Fraudsters are always trying different ways to tap into sensitive data. NFC technology has varying layers of security, depending on the use case and the hardware. When you link your NFC smartphone to your credit card, your data is actually stored in a tiny part of the hardware — like a little lock box within your phone. In some cases, this is in the SIM card, but it could be elsewhere in the phone, too. But note: this data is encrypted.
On top of that, you often have to punch in a personalized PIN on the phone in order to make a payment.
If your NFC phone is stolen, you can freeze or disable your payment account by calling the services or visiting a website. You can also call the credit card issuers directly and cancel your cards — just as you would if you lost your leather wallet.
So will NFC really catch on this time?
Some industry experts and analysts say NFC is still “three to five years” away from being mainstream — the same thing many were saying, well, three to five years ago. It has gained traction in parts of Europe and Asia, especially in Japan, where the wireless carriers have collaborated to push the technology.

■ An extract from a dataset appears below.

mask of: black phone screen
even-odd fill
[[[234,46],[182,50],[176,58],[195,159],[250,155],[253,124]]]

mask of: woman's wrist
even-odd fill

NFC proponents say a mandate requiring retailers to update their payment terminals by 2015 could help nudge the technology along. And NFC is expected to be in more and more phones. All eyes are on Apple right now, to see whether NFC is included with the next iPhone.
But even with all of the tech infrastructure in place, there’s still the matter of changing consumer behavior — your behavior — one tap at a time.